Q1. What time, energy and money are you prepared to invest in research, relationships and skill acquisition to begin or accelerate business growth?

Any change or adjustment will upset routines, historical practices, processes and systems, or the current lack of them. This is often the reason change and improvement is avoided. It disturbs routines, the status quo and demands careful change management. The easier part is usually discovering what is required but the high level challenge is in execution and implementation of the business plans to be introduced.

We've observed so many businesses try to create a strategic plan using basic goal-setting practices, but the day-to-day pressures pull staff back to operational and more urgent matters. There is no overriding business plan in place to maintain accountability and ensure target achievement. Strategic planning is not only the realm of large companies.

Q2. How will the required changes be achieved and what process will be used to advance all facets of a new business plan?

A Harvard Business School study found that 70 to 80 per cent of small businesses fail to see the projected return on investments due to the inflexibility or lack of strategy. Many small to medium business owners ignore or resist strategic planning for growth because it's too hard or perceived as irrelevant. Hence, there is no certainty of business practices or clarity of company purpose beyond basic revenue generation and continued existence.

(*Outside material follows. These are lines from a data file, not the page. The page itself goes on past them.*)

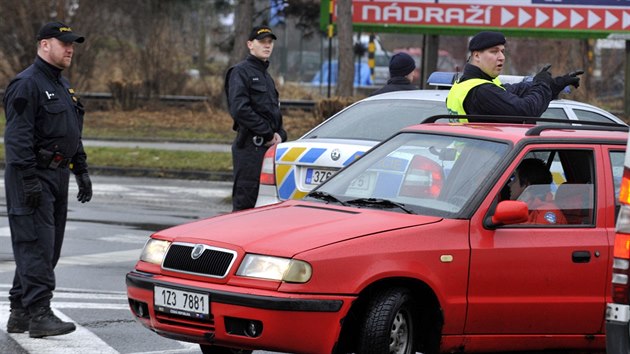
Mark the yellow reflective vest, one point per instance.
(459, 91)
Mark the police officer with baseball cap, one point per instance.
(44, 121)
(480, 92)
(254, 104)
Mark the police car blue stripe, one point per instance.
(280, 152)
(288, 186)
(312, 155)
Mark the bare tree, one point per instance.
(344, 31)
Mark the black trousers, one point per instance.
(36, 235)
(247, 163)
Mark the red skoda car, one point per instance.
(419, 246)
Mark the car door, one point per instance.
(542, 279)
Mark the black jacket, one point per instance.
(253, 100)
(522, 99)
(42, 112)
(397, 83)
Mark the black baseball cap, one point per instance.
(486, 39)
(260, 32)
(60, 31)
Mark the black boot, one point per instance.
(19, 320)
(44, 323)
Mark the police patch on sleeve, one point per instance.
(550, 216)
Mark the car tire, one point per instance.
(214, 349)
(389, 323)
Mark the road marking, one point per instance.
(86, 259)
(79, 341)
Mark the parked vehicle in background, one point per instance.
(292, 169)
(618, 310)
(414, 247)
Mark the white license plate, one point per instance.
(179, 302)
(317, 176)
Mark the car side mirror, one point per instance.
(508, 212)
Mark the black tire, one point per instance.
(390, 321)
(214, 349)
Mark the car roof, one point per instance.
(519, 132)
(441, 94)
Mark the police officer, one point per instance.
(44, 120)
(480, 92)
(253, 102)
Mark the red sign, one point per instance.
(544, 17)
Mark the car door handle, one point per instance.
(581, 256)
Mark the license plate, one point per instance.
(180, 302)
(316, 176)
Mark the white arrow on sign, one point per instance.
(576, 18)
(523, 17)
(593, 19)
(611, 19)
(506, 16)
(541, 17)
(558, 18)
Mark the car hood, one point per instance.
(292, 227)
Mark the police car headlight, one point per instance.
(154, 251)
(275, 268)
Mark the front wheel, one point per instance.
(389, 323)
(214, 349)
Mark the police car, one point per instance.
(292, 169)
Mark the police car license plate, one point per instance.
(184, 303)
(317, 176)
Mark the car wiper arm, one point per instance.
(385, 203)
(326, 197)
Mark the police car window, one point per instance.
(556, 113)
(377, 120)
(591, 116)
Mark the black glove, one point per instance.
(32, 190)
(560, 82)
(544, 75)
(85, 187)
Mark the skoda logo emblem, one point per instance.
(197, 251)
(335, 155)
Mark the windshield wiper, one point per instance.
(385, 203)
(325, 197)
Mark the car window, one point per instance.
(568, 199)
(591, 116)
(377, 120)
(617, 163)
(555, 112)
(429, 174)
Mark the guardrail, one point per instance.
(306, 105)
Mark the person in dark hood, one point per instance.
(402, 71)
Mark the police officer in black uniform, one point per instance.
(44, 121)
(254, 104)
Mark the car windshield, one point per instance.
(377, 119)
(416, 173)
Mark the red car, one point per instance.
(416, 247)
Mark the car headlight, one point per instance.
(154, 251)
(275, 268)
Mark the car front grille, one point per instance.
(205, 261)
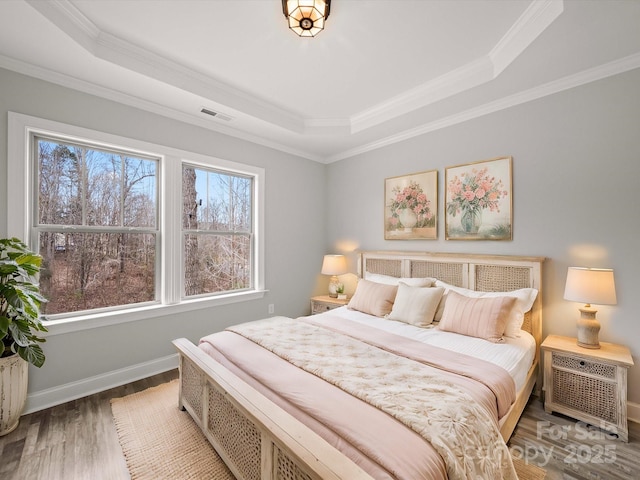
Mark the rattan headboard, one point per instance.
(488, 273)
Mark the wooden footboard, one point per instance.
(255, 438)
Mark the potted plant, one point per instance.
(20, 322)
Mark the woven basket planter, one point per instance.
(13, 391)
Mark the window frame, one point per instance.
(169, 277)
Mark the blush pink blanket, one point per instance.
(378, 442)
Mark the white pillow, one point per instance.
(389, 280)
(373, 298)
(415, 305)
(481, 317)
(524, 301)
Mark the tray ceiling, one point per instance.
(381, 71)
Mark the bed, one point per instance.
(301, 433)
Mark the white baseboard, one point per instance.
(71, 391)
(633, 412)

A successful business plan begins where we are and moves us towards where we want to be. Strong implementation and execution must articulate how we are going to move there. Clarifying goals and expectations is part of the process and ideally should be in light of relevant product and market life cycles. Plans start with small, deliberate steps for what's important now and then create projects with longer-term specific action plans. Maintaining team focus on the desired outcome will then happen.

Q3. When was the last occasion your senior team members spent dedicated time with you as business owner to grapple with the high level thinking, leadership and creativity needed to see a breakthrough into new ways of running the business?

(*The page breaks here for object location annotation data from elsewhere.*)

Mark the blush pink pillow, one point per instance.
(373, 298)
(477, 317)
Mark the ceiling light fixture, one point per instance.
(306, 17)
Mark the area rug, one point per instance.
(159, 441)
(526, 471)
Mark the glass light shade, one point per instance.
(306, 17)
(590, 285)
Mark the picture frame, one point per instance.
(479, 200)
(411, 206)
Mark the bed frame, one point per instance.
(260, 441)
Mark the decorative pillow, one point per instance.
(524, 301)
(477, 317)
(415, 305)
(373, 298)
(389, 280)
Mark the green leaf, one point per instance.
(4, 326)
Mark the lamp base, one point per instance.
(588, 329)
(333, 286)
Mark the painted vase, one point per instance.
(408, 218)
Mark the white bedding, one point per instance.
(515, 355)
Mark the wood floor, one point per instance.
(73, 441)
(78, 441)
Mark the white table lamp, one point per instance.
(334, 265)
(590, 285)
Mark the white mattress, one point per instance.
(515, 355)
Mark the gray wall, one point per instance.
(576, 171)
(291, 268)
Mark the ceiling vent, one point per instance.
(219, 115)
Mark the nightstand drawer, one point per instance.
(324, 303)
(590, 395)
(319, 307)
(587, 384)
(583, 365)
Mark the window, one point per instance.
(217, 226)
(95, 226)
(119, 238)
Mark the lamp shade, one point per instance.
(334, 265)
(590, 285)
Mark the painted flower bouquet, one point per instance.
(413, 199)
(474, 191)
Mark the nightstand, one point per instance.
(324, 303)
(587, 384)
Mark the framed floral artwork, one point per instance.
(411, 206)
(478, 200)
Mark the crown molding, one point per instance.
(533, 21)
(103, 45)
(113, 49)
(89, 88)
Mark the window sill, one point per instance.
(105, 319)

We worked with a company that supplied and installed a hi-tech product with increasing demand. The company had a staff of 10 people and the business was growing quickly. The director of this company argued in an elevated tone that he needed no one's help, he was self-sufficient and no person can change how they operate. He was certainly right about himself. Discussions with staff showed he was blind to the true needs in the business and most staff were cruising well below capacity. A strategic plan would have accelerated the business into exceptional growth.

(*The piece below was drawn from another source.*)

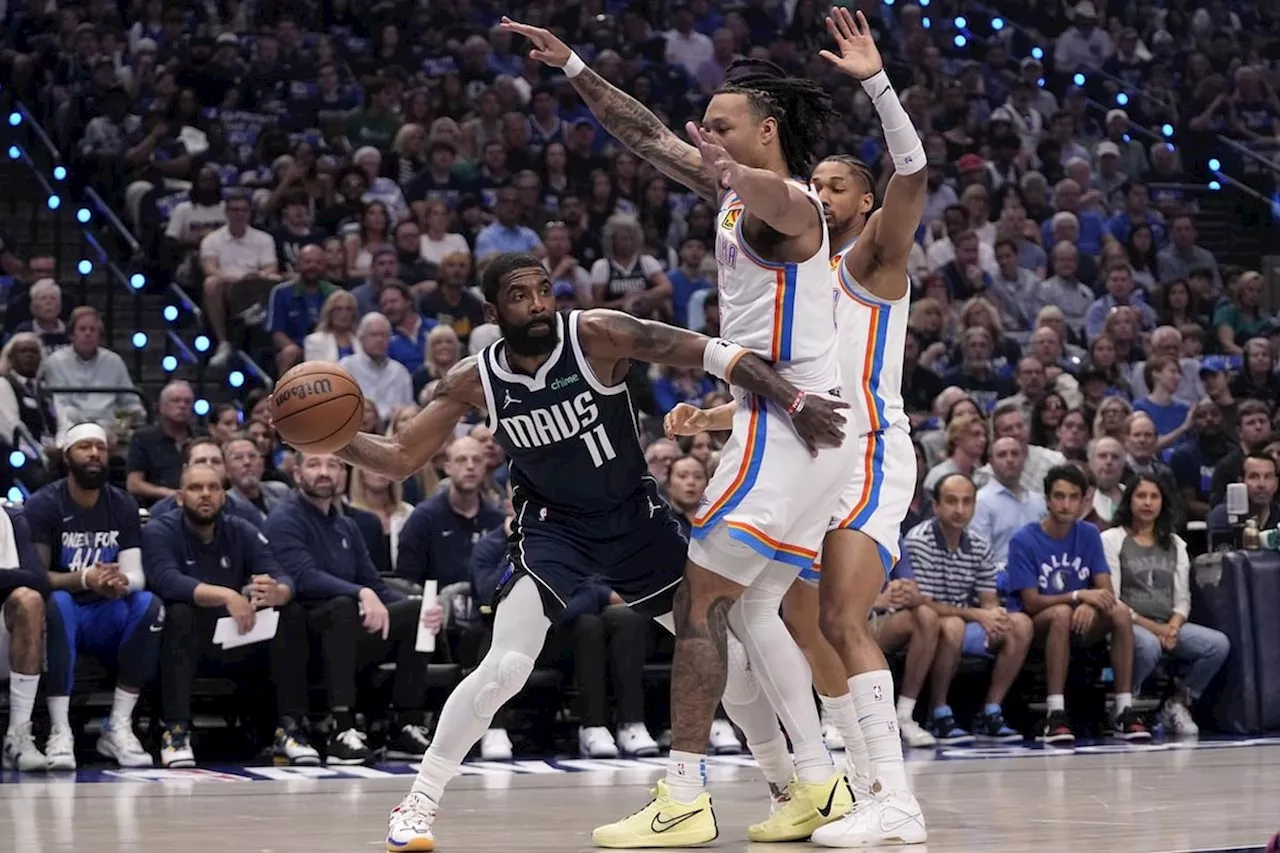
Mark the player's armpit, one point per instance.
(457, 393)
(644, 133)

Robert S. Kaplan and David P. Norton, authors of The Strategy-Focused Organization, identified in larger businesses, 85 per cent of executive teams spend less than one hour per month discussing business strategy. Too many SMEs never even mention a strategic plan. To lead a business into high-level thinking, leadership and creativity the key team must be reading, studying and keeping up to date with what is happening in their industry and business at large.